Saturday, April 13, 2024
HomeComputer VisionThe way to Analyze and Classify Video with CLIP

The way to Analyze and Classify Video with CLIP

CLIP, a pc imaginative and prescient mannequin by OpenAI, could be utilized to resolve a variety of video evaluation and classification issues. Think about a state of affairs the place you wish to archive and allow search on a group of commercials. You can use CLIP to categorise movies into numerous classes (i.e. commercials that includes soccer, the seaside, and many others.). You may then use these classes to construct a media search engine for commercials.
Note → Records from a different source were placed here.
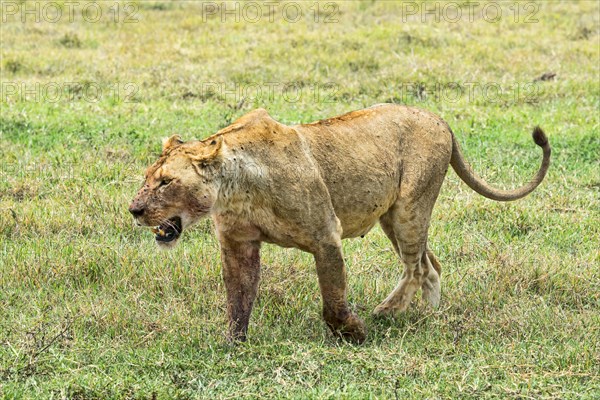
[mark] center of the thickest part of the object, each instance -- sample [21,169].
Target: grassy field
[90,309]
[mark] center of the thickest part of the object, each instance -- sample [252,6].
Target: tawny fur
[310,186]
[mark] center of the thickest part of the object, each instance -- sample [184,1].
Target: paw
[384,310]
[352,329]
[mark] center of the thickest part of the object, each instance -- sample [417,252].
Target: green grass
[90,309]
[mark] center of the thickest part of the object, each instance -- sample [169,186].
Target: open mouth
[168,231]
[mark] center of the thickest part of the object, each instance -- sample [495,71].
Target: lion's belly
[359,204]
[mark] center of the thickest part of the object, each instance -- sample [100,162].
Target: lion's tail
[475,182]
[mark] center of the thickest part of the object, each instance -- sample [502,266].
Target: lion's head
[178,189]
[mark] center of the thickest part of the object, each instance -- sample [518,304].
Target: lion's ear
[173,141]
[210,153]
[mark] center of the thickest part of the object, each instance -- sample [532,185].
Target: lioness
[310,186]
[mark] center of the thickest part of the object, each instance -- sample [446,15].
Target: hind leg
[407,223]
[431,285]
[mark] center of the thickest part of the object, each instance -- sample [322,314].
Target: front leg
[241,274]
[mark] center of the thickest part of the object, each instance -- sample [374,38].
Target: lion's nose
[136,209]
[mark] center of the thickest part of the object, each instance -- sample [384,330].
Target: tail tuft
[539,137]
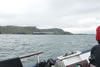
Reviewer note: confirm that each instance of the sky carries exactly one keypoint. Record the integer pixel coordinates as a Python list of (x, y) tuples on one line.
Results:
[(76, 16)]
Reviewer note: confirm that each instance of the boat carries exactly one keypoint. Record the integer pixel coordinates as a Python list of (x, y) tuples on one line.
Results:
[(73, 59)]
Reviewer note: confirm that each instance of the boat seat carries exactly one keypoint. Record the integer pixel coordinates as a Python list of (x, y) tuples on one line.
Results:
[(59, 64), (14, 62), (83, 63)]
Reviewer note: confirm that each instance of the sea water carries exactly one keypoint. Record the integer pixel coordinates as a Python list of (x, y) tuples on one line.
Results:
[(52, 45)]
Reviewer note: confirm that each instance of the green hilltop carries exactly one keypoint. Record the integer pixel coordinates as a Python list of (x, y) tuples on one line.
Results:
[(31, 30)]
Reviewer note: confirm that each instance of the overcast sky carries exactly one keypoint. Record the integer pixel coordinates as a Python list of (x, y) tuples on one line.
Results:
[(76, 16)]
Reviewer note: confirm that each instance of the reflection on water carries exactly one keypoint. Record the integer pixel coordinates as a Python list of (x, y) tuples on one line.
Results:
[(51, 45)]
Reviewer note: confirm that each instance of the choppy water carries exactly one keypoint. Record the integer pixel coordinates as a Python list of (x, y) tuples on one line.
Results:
[(51, 45)]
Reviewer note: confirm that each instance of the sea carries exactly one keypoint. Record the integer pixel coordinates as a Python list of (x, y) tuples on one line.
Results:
[(17, 45)]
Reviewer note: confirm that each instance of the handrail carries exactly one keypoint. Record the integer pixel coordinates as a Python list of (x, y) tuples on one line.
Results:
[(31, 55)]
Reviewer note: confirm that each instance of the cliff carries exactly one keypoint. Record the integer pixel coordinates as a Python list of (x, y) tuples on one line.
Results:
[(31, 30)]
On this information, we’re going to present the way to analyze and classify video with CLIP. We’ll take a video with 5 scenes that’s featured on the Roboflow homepage. We’ll use CLIP to reply three questions in regards to the video:

  1. Does the video comprise a development scene?
  2. If the video accommodates a development scene, when does that scene start?
  3. How lengthy do development scenes final?

Right here is the video with which we shall be working:

The method we use on this article could possibly be used to resolve different media analytics and evaluation issues, resembling:

  1. Which of a sequence of classes finest describes a video?
  2. Does a video comprise a restricted merchandise (i.e. alcohol)?
  3. At what timestamps do particular scenes happen?
  4. How lengthy is an merchandise on display?
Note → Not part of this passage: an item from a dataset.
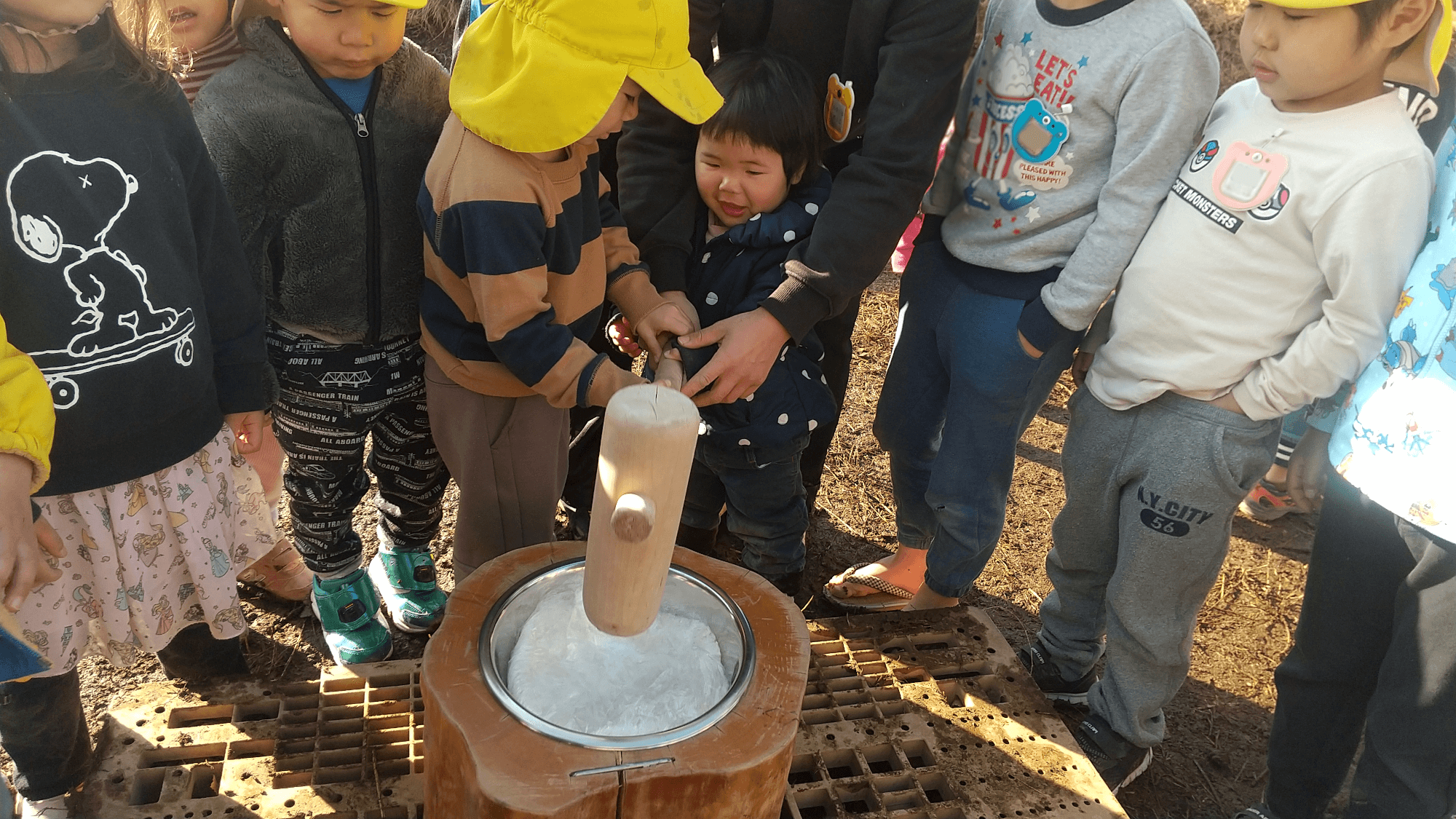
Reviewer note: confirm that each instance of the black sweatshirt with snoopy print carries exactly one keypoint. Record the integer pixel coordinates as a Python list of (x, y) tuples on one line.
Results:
[(123, 276)]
With out additional ado, let’s get began!

The way to Classify Video with CLIP

To reply the questions we had earlier – does a video comprise a development scene, and when does that scene start – we are going to observe these steps:

  1. Set up the required dependencies
  2. Cut up up a video into frames
  3. Run CLIP to categorize a restricted set of frames

Step #1: Set up Required Dependencies

We’re going to use CLIP with the Roboflow Inference Server. The Inference Server gives an online API by way of which you’ll question Roboflow fashions in addition to basis fashions resembling CLIP. We’ll use the hosted Inference Server, so we need not set up it.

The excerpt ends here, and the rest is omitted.